Again, none of it matters, it's the boat that the teams are stuck with for the next 7 years. I just hope the QC issues get sorted and teams don't have problems with their equipment that prevent them from training.
bust my bubble
? WTF? All we're talking about is if the infusion is a stiffer platform than the I20 and it is hands down. To quote my southern kin folk
You guys are eat up wit it
.
Sam,
After what Jake had to do to fix the
quality control issues
on his Infusion, I seriously doubt you're bursting any bubbles about his view of it. The infusion process alone should make the 18 stiffer than the vinylester hand layup of the I/N-20.

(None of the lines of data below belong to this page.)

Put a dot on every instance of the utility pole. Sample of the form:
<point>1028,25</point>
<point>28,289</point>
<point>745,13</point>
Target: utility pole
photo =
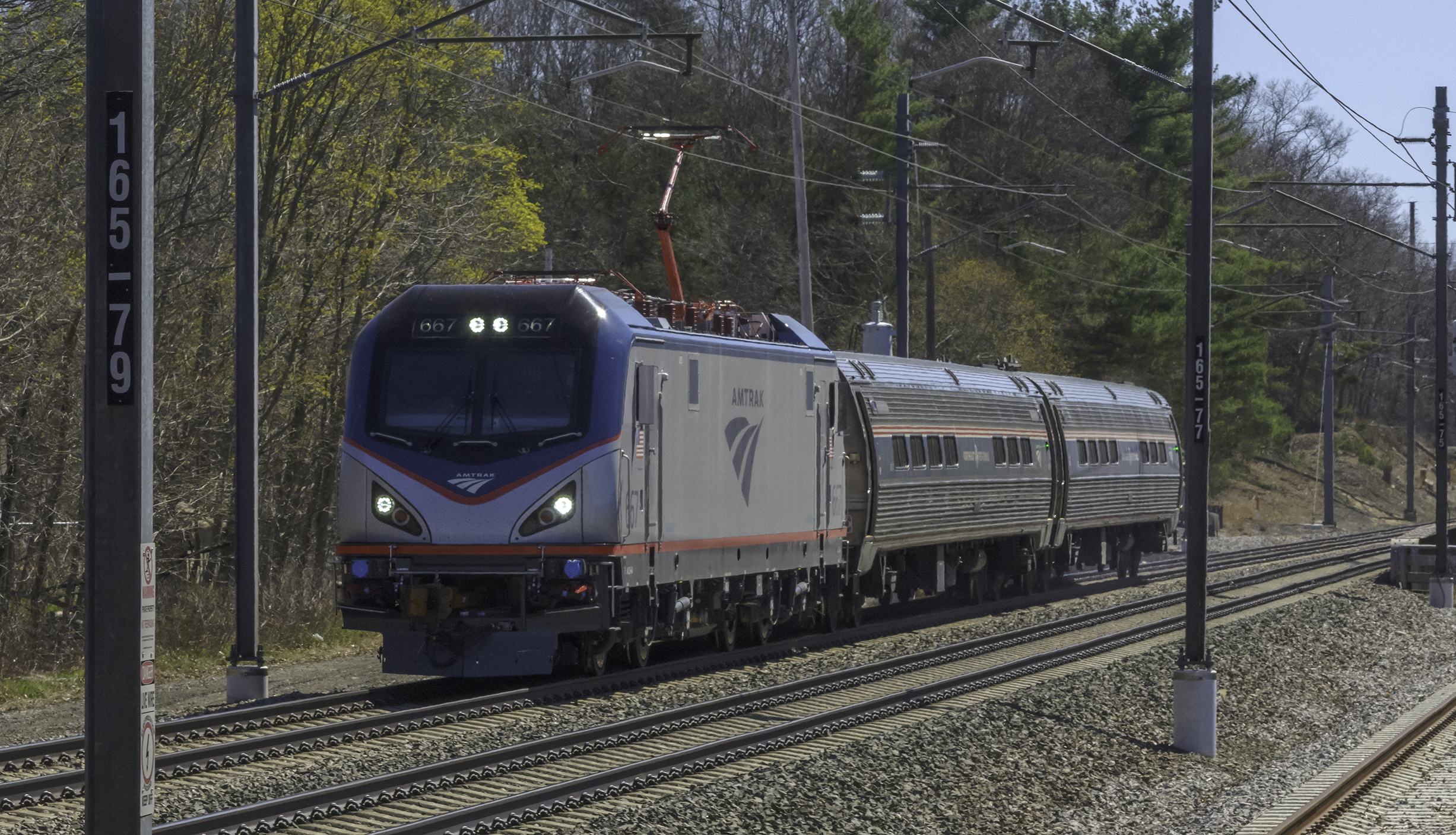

That's a great result for a boat that's only been on the water for a short time, were the boats out of the box or did they have to do some alteration to the boats before the race?
http:/
looks like at least 20knts. Only 1 F18 beat the first N17. Nacra has a very strong presence at that regatta, being a Dutch company at the worlds largest cat race held in Holland.
Jake,
Certainly the Infusion is stiffer than the N20, but who engineered that layup? I bet it wasn't an in-house Nacra engineer (maybe a good thing?). Regardless, the lack of quality control on the process has me asking a lot of questions. I don't want to see N17's failing on teams because the factory isn't taping the seams on the outside after joining the hulls. That is all.